What Lain did not know was that there were two snipers, and one was only 17 years old—a child in the eyes of the courts. His trial took place in Virginia, a state that not only authorized the juvenile death penalty, but also had the second highest number of executions in the country. When the jury came back with life, Lain thought the juvenile death penalty was dead.
Two years later, the U.S. Supreme Court officially invalidated it. Lain didn’t know anything about death penalty doctrine at the time, but she had a growing interest in the subject and decided to write about it. She has published the first of a three-part series of scholarly articles on the subject.
“My scholarly interest is in attacking the conception we have about the Supreme Court’s role in our constitutional democracy,” Lain says. “We tend to think of the court as a heroic protector of unpopular minorities from majority tyranny, but in reality the justices rarely buck the tide of popular sentiment.”
Lain realized the death penalty context was the perfect place to test her theory.
“Capital defendants are enormously unpopular and uniquely susceptible to majoritarian overreaching,” she says. “They are almost always poor, disproportionately black, and are all too often recipients of notoriously bad legal representation.”
When Lain began researching her project, she discovered a doctrinal twist. Although the death penalty context might seem like the perfect place for the court to take a countermajoritarian stance, death penalty doctrine renders this virtually impossible.
“The doctrine itself is majoritarian,” Lain says. “It requires the court to follow ‘evolving standards of decency.’”
However, Lain does not believe doctrine is the culprit here.

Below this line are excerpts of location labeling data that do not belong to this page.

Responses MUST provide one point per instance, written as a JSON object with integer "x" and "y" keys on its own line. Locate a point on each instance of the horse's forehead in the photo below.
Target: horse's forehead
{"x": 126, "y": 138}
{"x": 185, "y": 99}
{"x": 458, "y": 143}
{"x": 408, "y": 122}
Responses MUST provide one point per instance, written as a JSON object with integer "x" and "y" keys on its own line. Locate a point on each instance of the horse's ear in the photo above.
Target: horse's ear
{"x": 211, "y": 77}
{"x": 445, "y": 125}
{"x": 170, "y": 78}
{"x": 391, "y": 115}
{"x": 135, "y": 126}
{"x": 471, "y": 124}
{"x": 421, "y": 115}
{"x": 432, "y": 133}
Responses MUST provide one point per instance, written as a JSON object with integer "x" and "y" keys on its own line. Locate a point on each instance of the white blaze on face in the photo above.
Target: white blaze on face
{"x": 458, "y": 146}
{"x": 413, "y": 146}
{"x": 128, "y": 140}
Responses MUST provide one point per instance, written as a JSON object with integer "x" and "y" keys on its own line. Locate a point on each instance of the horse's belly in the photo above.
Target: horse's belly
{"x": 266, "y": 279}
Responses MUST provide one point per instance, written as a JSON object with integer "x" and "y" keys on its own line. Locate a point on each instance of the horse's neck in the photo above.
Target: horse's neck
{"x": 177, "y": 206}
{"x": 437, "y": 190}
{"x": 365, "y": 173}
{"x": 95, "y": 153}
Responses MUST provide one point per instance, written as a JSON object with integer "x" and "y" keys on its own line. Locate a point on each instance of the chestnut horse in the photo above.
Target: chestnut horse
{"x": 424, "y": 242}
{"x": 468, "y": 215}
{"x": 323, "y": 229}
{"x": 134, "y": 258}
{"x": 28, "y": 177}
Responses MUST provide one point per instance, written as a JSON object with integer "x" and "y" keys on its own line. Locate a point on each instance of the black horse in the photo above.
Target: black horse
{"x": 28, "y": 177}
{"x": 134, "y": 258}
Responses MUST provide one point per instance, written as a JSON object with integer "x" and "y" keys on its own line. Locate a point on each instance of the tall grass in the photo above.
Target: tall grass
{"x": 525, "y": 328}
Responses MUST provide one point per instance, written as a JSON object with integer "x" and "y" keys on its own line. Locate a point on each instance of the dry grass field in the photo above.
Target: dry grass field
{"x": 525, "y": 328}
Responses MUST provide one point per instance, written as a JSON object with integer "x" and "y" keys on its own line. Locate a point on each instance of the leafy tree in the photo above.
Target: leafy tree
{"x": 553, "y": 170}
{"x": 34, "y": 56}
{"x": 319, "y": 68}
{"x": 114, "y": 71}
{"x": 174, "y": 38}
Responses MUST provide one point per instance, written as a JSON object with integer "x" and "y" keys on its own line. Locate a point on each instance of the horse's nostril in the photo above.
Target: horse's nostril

“While others complain about the inconsistency, my point is it really doesn’t matter,” she says. “The court’s decisions in the death penalty context would follow popular sentiment no matter what doctrine says.”

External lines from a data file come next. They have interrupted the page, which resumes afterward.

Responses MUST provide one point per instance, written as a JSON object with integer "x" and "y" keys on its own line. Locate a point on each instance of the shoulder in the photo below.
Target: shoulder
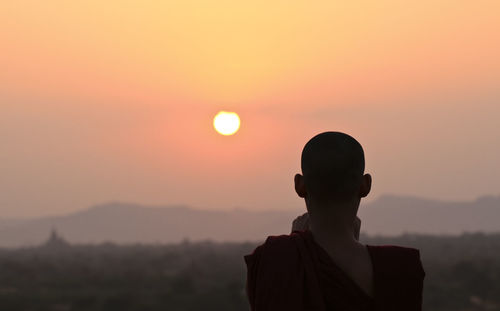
{"x": 396, "y": 260}
{"x": 275, "y": 246}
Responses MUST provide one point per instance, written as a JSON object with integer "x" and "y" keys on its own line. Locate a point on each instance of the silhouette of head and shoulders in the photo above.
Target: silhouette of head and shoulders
{"x": 321, "y": 264}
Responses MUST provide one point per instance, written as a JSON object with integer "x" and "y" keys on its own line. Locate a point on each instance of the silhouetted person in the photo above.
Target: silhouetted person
{"x": 321, "y": 265}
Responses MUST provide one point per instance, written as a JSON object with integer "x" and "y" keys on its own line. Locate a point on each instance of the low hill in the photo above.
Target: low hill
{"x": 132, "y": 223}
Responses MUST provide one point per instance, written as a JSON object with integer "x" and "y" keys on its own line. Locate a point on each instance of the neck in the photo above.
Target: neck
{"x": 333, "y": 223}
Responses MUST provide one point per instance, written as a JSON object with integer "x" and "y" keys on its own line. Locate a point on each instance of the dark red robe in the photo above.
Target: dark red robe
{"x": 292, "y": 272}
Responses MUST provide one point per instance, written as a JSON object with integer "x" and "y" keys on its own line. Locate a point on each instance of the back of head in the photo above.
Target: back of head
{"x": 333, "y": 164}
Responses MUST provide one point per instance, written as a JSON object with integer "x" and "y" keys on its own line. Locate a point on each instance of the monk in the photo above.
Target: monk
{"x": 321, "y": 265}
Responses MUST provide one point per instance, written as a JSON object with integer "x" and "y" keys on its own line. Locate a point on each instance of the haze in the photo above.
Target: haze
{"x": 114, "y": 100}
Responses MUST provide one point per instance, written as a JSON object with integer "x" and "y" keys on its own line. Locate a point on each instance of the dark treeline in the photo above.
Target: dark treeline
{"x": 463, "y": 273}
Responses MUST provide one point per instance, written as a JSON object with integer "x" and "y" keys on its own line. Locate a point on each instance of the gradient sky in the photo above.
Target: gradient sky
{"x": 113, "y": 100}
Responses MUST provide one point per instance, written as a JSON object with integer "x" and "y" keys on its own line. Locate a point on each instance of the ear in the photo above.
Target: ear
{"x": 300, "y": 186}
{"x": 366, "y": 185}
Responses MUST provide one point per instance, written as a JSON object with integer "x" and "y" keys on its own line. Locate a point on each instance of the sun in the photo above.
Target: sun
{"x": 226, "y": 123}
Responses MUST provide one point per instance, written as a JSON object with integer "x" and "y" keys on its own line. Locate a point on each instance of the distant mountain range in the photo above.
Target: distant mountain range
{"x": 132, "y": 223}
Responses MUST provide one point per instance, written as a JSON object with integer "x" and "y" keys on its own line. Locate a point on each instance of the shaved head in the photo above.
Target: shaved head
{"x": 333, "y": 165}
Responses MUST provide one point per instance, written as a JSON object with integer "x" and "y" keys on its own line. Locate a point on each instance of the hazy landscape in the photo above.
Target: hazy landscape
{"x": 462, "y": 274}
{"x": 130, "y": 257}
{"x": 132, "y": 223}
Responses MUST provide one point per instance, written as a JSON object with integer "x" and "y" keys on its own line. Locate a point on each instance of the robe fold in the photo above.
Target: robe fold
{"x": 293, "y": 273}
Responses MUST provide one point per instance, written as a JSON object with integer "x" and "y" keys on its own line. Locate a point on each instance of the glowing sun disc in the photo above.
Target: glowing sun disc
{"x": 226, "y": 123}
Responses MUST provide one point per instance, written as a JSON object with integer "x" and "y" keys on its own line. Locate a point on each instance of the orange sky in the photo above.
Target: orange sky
{"x": 113, "y": 100}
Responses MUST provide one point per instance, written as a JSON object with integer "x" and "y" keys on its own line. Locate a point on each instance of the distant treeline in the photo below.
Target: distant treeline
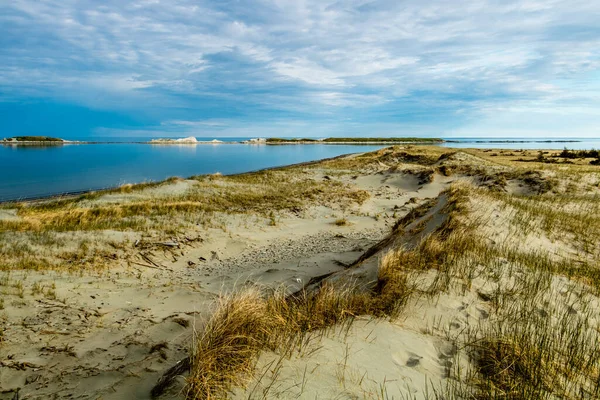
{"x": 33, "y": 139}
{"x": 357, "y": 140}
{"x": 566, "y": 153}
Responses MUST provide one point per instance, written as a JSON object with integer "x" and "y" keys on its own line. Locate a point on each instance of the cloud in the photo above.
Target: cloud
{"x": 372, "y": 63}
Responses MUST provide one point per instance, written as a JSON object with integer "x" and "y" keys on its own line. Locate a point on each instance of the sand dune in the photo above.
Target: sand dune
{"x": 106, "y": 318}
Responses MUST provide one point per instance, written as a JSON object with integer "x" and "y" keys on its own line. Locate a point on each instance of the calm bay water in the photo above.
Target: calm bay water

Lain proves her point in the first article, “Furman Fundamentals,” which appears in the February issue of Washington Law Review. In it, Lain makes an in-depth, historical examination of the most famous death penalty case, Furman v. Georgia. Decided in 1972, Furman invalidated the death penalty.
“Ever wonder why Charles Manson is still alive?” Lain asks. “Furman struck down 35 state statutes, yet upon close inspection, the decision still shows the court following the tide of the times.”
Lain demonstrates how even seemingly countermajoritarian decisions like Furman reveal the justices moving with popular opinion.
“However, Furman didn’t settle the death penalty debate,” Lain says, “It mobilized those who were losing it.”
In her second piece, which she will send out for publication in the spring, Lain takes a closer look at the role of doctrine in death penalty cases. In the article, “Deciding Death,” she contends that death penalty scholars have missed a giant disconnect between majoritarian doctrine and majoritarian results.
In the final article, “Death is Different (But Not Really),” Lain compares the Supreme Court’s death penalty decisions with decisions in other doctrinal areas, including Brown v. Board of Education and Roe v. Wade.
In all of those cases, Lain points out that the Supreme Court did not protect minority rights until at least half the country was comfortable with that protection.
“Even then, the court’s so-called ‘help’ actually set back the very movement it was trying to help,” she says. “A practice fading on its own suddenly enjoyed renewed support.”
So where does all this lead? So what if the justices can’t live up to our grand notions about playing the hero? Lain replies with a question.
“Then why do we have nine unelected people making these decisions in the first place?”